In 2007-09, when Michele Morgan and I were both in the Diocese of Minnesota, we served on a group that was called the Bishop’s Commission on Mission Strategy. It was one of the most challenging and important growth experiences of my life. One of the first things we did was collect and face all the hard data that told a story of the precipitous decline in many of our congregations, the lack of focus and coherent vision as to what it meant to be the Episcopal Church, and no unifying sense of identity as a diocese. It was a hard and scary process. I vividly remember one afternoon when we were all gathered at some church, and during a break Michele and I went for a walk in the parking lot. I confided in her what I had been thinking for several weeks: ““I’m not sure that it matters to God if the Episcopal Church survives.” The mission of Jesus and the work of the Holy Spirit was not in question in my mind, only the relevance of our church in that work.
This was right around the time when Barbara Brown Taylor–one of the most influential Episcopal priests in the country, wrote her book Leaving Church. Like what’s happening in light of the pandemic, it was as if Taylor gave a whole generation of clergy permission to leave their congregations for the sake of their souls. It felt as if everyone wanted to leave.
But Michele said something in the parking lot that day that I’ve carried with me ever since: “It matters to me. This is the church that welcomed me.” Suddenly I thought of all the other people I loved who were part of our church, both in the congregation I served and beyond, and I knew that I wasn’t going to leave, and I wasn’t going to give up. In fact, I would dedicate my vocational life to the spiritual renewal and structural transformation of our church.

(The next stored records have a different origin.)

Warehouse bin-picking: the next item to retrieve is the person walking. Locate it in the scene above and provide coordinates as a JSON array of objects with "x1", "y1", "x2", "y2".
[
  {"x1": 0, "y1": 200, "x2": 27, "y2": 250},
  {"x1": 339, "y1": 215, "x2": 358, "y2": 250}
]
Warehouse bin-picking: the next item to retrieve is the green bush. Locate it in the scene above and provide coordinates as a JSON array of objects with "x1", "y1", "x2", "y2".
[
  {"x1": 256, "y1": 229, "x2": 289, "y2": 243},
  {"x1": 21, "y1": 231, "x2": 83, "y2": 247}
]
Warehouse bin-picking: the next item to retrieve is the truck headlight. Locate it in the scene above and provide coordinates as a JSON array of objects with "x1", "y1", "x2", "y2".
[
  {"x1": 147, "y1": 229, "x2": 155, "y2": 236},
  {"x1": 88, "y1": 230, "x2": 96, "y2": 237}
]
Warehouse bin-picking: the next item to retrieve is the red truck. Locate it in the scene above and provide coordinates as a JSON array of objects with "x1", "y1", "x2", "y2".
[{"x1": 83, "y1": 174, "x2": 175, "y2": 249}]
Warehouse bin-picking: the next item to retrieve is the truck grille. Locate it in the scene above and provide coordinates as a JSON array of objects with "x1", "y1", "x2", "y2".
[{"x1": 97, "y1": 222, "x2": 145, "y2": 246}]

That’s also when I said to God that if I were ever called to be bishop, I would give my whole heart to the work. I’m not one of those people who resisted the call to ministry–I always ran toward it. I wanted to be a priest. That day, I realized that I wanted to be a bishop.
In the ten years I have been with you, I have come to love you, and I love the people in our congregations. I hold you in my heart. If we’re going down as a denomination, like a captain on a sinking ship, I’m going down with it. But I’m betting we won’t go down, because of the power of the Holy Spirit, the love of Jesus, and all of you.
It is a privilege to serve Christ alongside you.
1 Martin Copenhaver, Jesus is the Question, Kindle Version, 2014, p. 119.